You specifically said you didn't read at least one of them.

> Finally, for what I wrote to be an ad hominem, I would have needed to claim the author's argument was, specifically, wrong as a result of who they were.

You wrote that you would take them seriously if they weren't a new account. If that isn't 'wrong as a result of who they were' then what would you call it?


Funny you mention fish; there’s no such thing! So is a cigarette a fish? Might as well be. [0]

You have quoted the fact, which is the definition of the Gish gallop. Your opinion is that it does not apply here, and I disagree. You do not hold authority over how to interpret English, so you cannot therefore declare factually that I am wrong, only that you disagree.

As for taking something seriously or not, that’s got nothing to do with right or wrong; you need credibility to be considered, and without credibility the “rightness” of your argument never makes it to evaluation. Happens all the time in the legal world [1], and certainly not at all related to the innate properties of the person who makes the argument.

[0] https://www.techinsider.io/fish-do-not-exist-2016-8

[1] https://www.law.cornell.edu/wex/on_the_merits


You don't get to disagree. You are wrong. Full stop. Stop trying to find a loophole in 'its like, my opinion'.

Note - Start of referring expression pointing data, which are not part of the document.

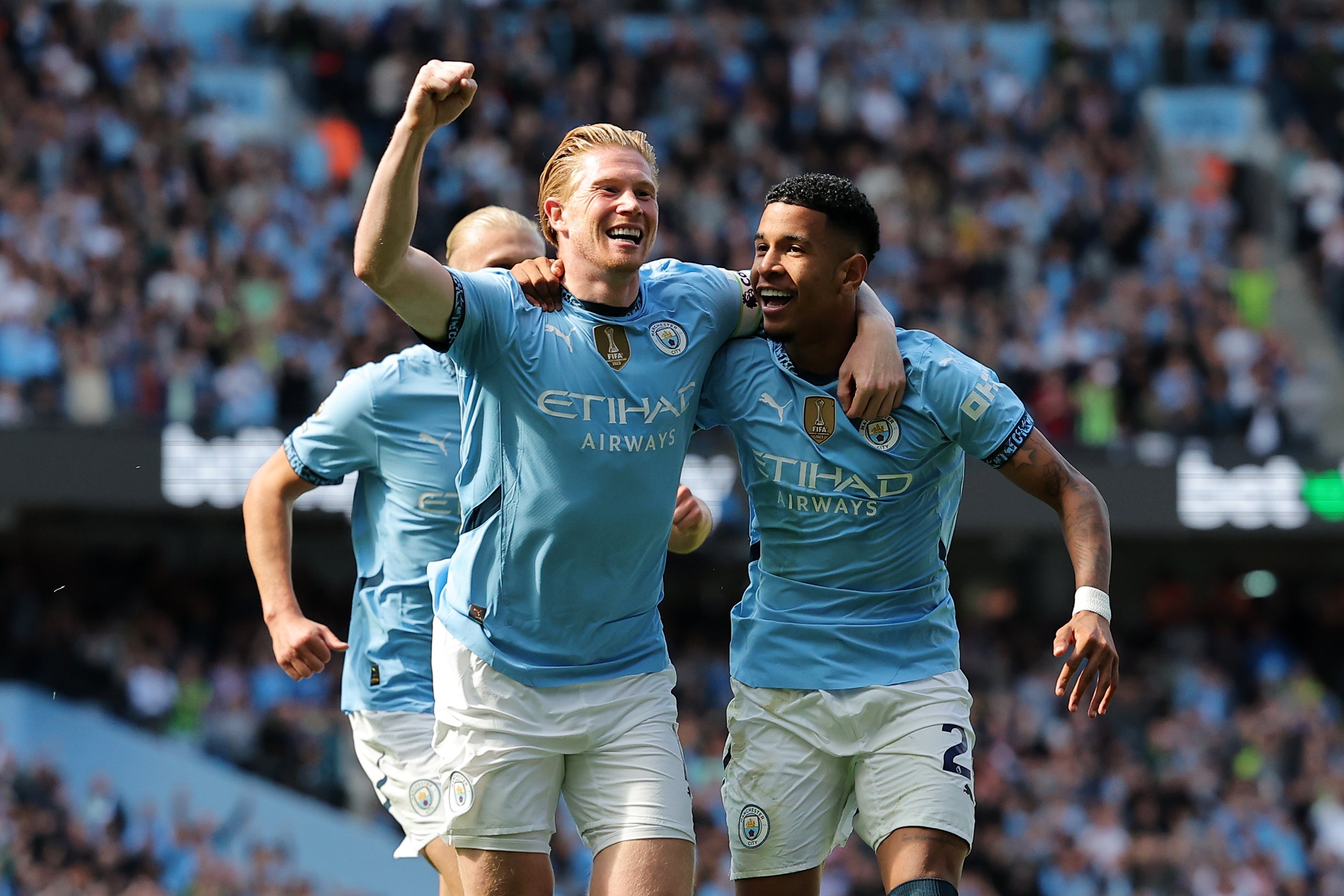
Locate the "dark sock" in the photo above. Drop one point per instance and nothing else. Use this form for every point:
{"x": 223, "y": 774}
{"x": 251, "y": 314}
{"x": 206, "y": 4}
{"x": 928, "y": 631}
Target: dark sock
{"x": 925, "y": 887}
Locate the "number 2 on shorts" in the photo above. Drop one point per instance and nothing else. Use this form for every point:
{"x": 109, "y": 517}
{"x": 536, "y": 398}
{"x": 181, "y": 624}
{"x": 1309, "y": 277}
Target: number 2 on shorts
{"x": 949, "y": 758}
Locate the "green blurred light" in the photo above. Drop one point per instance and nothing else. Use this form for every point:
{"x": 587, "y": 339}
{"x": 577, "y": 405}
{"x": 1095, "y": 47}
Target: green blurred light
{"x": 1261, "y": 583}
{"x": 1324, "y": 495}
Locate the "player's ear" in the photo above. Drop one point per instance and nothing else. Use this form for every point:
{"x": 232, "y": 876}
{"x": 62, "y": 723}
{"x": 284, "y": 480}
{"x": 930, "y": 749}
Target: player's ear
{"x": 851, "y": 272}
{"x": 555, "y": 215}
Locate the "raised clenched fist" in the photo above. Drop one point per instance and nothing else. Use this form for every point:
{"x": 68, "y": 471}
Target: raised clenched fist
{"x": 440, "y": 95}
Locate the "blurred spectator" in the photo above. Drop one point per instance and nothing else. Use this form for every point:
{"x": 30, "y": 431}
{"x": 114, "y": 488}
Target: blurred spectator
{"x": 54, "y": 846}
{"x": 152, "y": 272}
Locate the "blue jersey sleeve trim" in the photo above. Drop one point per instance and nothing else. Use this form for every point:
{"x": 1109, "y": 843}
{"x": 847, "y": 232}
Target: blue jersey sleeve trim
{"x": 302, "y": 469}
{"x": 455, "y": 319}
{"x": 1019, "y": 433}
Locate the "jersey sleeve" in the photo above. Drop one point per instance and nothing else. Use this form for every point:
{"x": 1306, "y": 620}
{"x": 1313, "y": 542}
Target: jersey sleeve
{"x": 341, "y": 437}
{"x": 747, "y": 307}
{"x": 972, "y": 407}
{"x": 713, "y": 397}
{"x": 484, "y": 320}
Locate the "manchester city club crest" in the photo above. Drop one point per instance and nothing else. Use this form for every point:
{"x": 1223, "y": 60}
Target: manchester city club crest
{"x": 668, "y": 337}
{"x": 425, "y": 797}
{"x": 753, "y": 827}
{"x": 882, "y": 433}
{"x": 460, "y": 794}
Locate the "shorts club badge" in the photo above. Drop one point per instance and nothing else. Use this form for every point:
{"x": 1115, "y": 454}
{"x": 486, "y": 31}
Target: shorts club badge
{"x": 460, "y": 794}
{"x": 753, "y": 827}
{"x": 425, "y": 797}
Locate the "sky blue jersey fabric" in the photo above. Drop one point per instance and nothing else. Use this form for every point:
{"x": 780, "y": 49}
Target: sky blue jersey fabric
{"x": 398, "y": 424}
{"x": 851, "y": 523}
{"x": 576, "y": 426}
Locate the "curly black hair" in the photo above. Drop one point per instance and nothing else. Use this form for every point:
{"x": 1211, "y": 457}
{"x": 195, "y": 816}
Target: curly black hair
{"x": 837, "y": 198}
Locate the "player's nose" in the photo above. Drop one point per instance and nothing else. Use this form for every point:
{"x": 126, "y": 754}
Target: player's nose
{"x": 628, "y": 203}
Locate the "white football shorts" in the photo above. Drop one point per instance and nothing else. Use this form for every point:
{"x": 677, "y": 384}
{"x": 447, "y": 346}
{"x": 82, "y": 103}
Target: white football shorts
{"x": 397, "y": 753}
{"x": 804, "y": 769}
{"x": 509, "y": 751}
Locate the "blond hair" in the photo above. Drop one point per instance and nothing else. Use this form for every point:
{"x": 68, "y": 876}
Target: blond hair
{"x": 487, "y": 218}
{"x": 558, "y": 175}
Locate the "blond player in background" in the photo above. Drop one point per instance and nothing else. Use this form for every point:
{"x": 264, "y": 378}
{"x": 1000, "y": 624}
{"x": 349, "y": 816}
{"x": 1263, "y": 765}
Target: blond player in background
{"x": 397, "y": 424}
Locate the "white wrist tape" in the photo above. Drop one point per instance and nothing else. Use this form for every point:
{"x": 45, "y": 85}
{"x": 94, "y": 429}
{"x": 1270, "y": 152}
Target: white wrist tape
{"x": 1095, "y": 599}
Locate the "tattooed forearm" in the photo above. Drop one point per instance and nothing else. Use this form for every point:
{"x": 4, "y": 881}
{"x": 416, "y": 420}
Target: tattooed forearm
{"x": 1038, "y": 469}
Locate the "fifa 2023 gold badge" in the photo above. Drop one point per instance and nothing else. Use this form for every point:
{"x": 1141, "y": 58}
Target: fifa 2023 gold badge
{"x": 612, "y": 345}
{"x": 819, "y": 417}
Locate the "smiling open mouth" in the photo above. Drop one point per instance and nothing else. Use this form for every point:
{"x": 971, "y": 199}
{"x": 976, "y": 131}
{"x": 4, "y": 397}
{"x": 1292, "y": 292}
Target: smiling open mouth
{"x": 632, "y": 234}
{"x": 773, "y": 299}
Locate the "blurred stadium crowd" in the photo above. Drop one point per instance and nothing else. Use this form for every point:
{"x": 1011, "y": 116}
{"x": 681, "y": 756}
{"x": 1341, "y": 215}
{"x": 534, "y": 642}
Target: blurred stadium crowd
{"x": 150, "y": 273}
{"x": 54, "y": 843}
{"x": 1218, "y": 773}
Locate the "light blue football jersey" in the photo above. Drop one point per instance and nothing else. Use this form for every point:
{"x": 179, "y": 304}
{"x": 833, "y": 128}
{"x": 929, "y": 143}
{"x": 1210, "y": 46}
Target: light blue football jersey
{"x": 398, "y": 424}
{"x": 576, "y": 425}
{"x": 851, "y": 525}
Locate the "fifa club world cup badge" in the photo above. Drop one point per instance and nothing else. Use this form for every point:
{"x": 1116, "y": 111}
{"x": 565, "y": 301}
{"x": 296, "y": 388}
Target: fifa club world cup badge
{"x": 819, "y": 417}
{"x": 460, "y": 794}
{"x": 425, "y": 797}
{"x": 612, "y": 345}
{"x": 753, "y": 827}
{"x": 882, "y": 433}
{"x": 668, "y": 337}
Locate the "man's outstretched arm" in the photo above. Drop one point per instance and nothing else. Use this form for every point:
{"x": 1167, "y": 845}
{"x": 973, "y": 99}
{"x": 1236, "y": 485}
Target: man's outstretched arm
{"x": 411, "y": 281}
{"x": 302, "y": 647}
{"x": 1039, "y": 471}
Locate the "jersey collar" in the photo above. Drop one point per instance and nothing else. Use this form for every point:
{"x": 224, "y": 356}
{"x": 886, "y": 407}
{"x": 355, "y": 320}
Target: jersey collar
{"x": 783, "y": 359}
{"x": 605, "y": 311}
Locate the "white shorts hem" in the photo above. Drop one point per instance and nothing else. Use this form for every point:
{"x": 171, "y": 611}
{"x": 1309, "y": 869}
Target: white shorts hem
{"x": 412, "y": 846}
{"x": 642, "y": 832}
{"x": 774, "y": 872}
{"x": 932, "y": 825}
{"x": 502, "y": 843}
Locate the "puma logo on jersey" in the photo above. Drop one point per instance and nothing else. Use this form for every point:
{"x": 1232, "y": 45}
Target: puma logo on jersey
{"x": 553, "y": 328}
{"x": 769, "y": 400}
{"x": 441, "y": 444}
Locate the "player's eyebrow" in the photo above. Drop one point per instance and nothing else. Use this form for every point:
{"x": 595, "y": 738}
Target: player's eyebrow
{"x": 786, "y": 238}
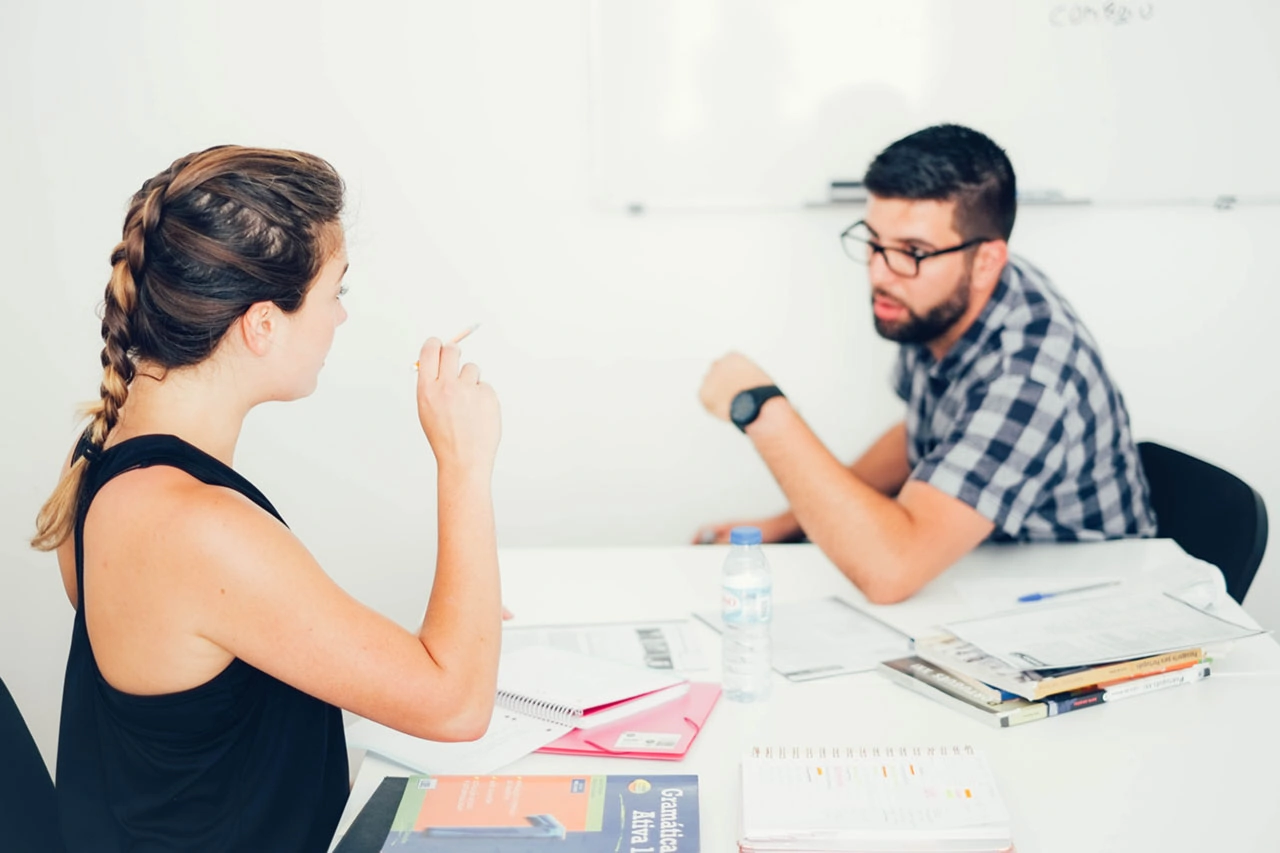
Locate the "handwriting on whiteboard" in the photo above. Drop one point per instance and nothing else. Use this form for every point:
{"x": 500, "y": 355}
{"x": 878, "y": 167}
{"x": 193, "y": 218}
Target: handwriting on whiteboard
{"x": 1082, "y": 14}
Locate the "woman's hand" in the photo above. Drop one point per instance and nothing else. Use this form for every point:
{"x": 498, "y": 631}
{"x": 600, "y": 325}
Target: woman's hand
{"x": 460, "y": 414}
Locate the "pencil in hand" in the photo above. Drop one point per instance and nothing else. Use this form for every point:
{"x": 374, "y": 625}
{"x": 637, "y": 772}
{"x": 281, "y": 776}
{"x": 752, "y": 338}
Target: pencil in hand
{"x": 460, "y": 336}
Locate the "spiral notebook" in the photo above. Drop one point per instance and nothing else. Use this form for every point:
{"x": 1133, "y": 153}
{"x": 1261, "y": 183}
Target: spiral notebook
{"x": 871, "y": 799}
{"x": 574, "y": 689}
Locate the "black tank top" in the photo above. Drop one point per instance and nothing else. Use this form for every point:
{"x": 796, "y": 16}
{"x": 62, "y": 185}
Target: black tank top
{"x": 242, "y": 762}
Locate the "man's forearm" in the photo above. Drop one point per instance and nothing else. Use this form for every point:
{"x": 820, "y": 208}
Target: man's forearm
{"x": 865, "y": 533}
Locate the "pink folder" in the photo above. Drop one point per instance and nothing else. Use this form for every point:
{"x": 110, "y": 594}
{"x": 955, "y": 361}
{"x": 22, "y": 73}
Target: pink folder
{"x": 662, "y": 733}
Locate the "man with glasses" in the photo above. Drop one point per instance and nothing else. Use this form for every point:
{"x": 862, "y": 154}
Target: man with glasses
{"x": 1013, "y": 428}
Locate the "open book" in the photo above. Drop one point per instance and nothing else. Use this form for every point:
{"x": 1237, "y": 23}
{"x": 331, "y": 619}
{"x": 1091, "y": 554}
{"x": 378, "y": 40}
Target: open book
{"x": 577, "y": 690}
{"x": 543, "y": 693}
{"x": 871, "y": 799}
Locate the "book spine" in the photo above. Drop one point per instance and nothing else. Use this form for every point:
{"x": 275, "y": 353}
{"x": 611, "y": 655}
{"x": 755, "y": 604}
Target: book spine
{"x": 539, "y": 708}
{"x": 1125, "y": 689}
{"x": 1121, "y": 671}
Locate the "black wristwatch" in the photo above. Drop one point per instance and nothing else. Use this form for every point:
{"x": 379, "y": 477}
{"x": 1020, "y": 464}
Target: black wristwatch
{"x": 746, "y": 405}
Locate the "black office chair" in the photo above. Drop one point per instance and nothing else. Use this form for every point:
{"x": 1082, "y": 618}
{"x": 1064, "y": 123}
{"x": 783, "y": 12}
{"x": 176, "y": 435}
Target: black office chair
{"x": 28, "y": 808}
{"x": 1211, "y": 514}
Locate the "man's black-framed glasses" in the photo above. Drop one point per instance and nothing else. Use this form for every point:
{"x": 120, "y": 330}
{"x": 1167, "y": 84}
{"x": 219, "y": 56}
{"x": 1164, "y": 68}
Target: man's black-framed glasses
{"x": 859, "y": 242}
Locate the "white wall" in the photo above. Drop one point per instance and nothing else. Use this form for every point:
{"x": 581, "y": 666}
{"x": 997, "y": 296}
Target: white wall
{"x": 461, "y": 129}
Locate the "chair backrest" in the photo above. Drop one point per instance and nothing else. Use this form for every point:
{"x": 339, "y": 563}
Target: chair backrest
{"x": 1211, "y": 514}
{"x": 28, "y": 807}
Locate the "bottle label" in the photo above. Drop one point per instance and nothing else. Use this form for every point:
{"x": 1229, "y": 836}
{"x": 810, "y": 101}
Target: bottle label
{"x": 749, "y": 606}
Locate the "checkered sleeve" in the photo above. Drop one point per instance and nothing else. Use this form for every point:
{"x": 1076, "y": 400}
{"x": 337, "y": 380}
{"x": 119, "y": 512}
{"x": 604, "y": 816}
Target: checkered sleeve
{"x": 1004, "y": 451}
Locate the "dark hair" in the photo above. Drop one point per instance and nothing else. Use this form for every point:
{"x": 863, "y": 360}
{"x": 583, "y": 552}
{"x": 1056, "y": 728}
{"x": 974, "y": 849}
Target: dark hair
{"x": 210, "y": 236}
{"x": 945, "y": 163}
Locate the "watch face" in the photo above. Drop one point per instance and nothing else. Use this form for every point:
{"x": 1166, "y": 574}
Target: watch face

Admit your mistake and correct your behavior going forward like a decent human.


Did it make you feel good to write that? Cathartic? I hope so, because otherwise it was a useless thing to write, as that's not up to you.


Frustrated more like. It sucks when people are too proud to be sensible and it makes me misanthropic.


I know you won't get this so long as you're frustrated, but there's some real irony in this comment. Maybe in a few weeks come back and reread this to find it.


Is it ironic to tell a crazy person that they are crazy, because from their perspective they are fine and you are crazy?


It is if you think you're the one person but actually are the other!


You should have just used the classic 'I know you are but what am I'.


[dead]


Hey, a comment that wasn’t a mile long.

And I notice you just made my point towards me, so I guess you agree then. Good!